Both Claude Code and Codex use the Agent Skills specification:
---
name: your-docs
description: Search YOUR_PRODUCT documentation. Use when asked about [list key topics, features, common questions].
---
# Your Documentation Search
Use the `search_docs` MCP tool to find documentation.
## When to use
- [List specific use cases]
- [Topics this documentation covers]
- [Types of questions it answers]
## Prerequisites
The MCP server must be configured:
\`\`\`bash
claude mcp add --transport stdio your-docs -- docs-mcp --db your-docs.db
\`\`\`| IDE | User-level location |
|---|---|
| Claude Code | ~/.claude/skills/your-docs/SKILL.md |
| Codex CLI | ~/.codex/skills/your-docs/SKILL.md |
- Be specific in the description - include keywords users would mention
- List concrete examples - helps the LLM match user queries to your skill
- Update prerequisites - use the correct MCP add command for each IDE
The default model is BAAI/bge-small-en-v1.5. You can change it with --embedding-model.

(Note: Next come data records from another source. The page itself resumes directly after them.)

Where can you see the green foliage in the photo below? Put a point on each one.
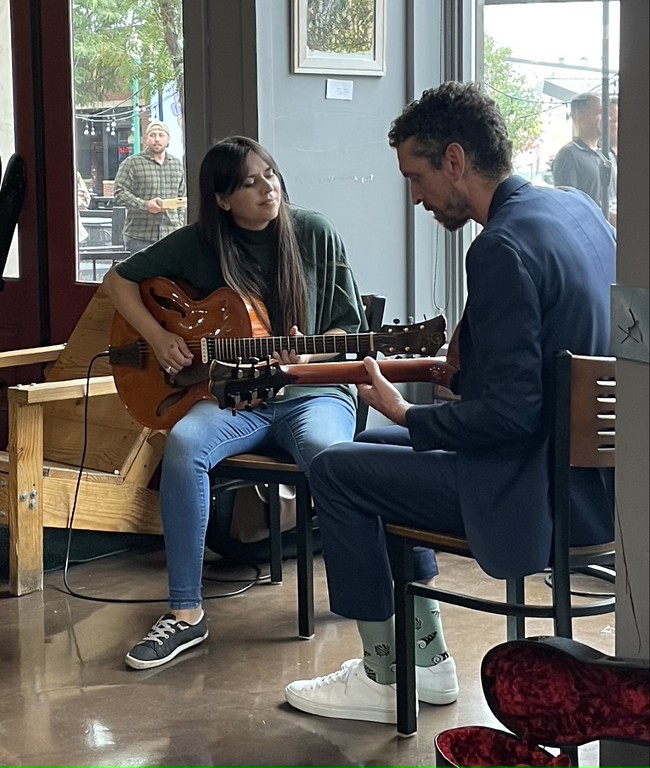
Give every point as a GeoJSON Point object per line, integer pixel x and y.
{"type": "Point", "coordinates": [340, 26]}
{"type": "Point", "coordinates": [517, 100]}
{"type": "Point", "coordinates": [117, 42]}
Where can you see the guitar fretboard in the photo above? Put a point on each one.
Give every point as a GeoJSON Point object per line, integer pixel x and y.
{"type": "Point", "coordinates": [225, 349]}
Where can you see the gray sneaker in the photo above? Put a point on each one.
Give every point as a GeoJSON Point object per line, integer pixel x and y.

| Model | Dimensions | Size | Speed | Quality | Notes |
|---|---|---|---|---|---|
BAAI/bge-small-en-v1.5 |
384 | 130MB | Fast | Good | Default, best balance |
BAAI/bge-base-en-v1.5 |
768 | 440MB | Medium | Better | More accurate, 2x slower |
BAAI/bge-large-en-v1.5 |
1024 | 1.3GB | Slow | Best | Diminishing returns for docs |
all-MiniLM-L6-v2 |
384 | 90MB | Fastest | OK | Smaller, less accurate |
- bge-small (default): Best for most use cases. Good accuracy, fast indexing.
- bge-base: Use if search quality matters more than indexing time.
- bge-large: Rarely needed. The accuracy gain over base is marginal for documentation.
- MiniLM: Use if disk space or memory is constrained.
sentence-transformers auto-detects CUDA. On a GPU, even bge-large indexes quickly.
# Check if GPU is available
python -c "import torch; print(torch.cuda.is_available())"| Setting | Effect |
|---|---|
| Smaller chunks (500-1000) | More precise matches, more chunks to search, larger database |
| Larger chunks (2000-3000) | More context per result, fewer chunks, may include irrelevant content |
| Default (1500) | Good balance for technical documentation |
| Setting | Effect |
|---|---|
| No overlap (0) | Smallest database, may miss matches at chunk boundaries |
| Small overlap (100-200) | Default, catches most boundary cases |
| Large overlap (300+) | Better boundary matching, larger database, more redundancy |
| Mode | Best for | Speed |
|---|---|---|
keyword |
Exact terms, API names, error codes, CLI testing | Instant |
semantic |
Natural language, vocabulary mismatch, conceptual queries | Slower (model load) |
hybrid |
Production use, best overall results | Slower (model load) |
- Without embeddings: ~1000 files/second
- With embeddings (CPU): ~50 chunks/second
- With embeddings (GPU): ~500 chunks/second
For large documentation sets (10k+ files), use --no-embeddings first to verify conversion worked, then rebuild with embeddings.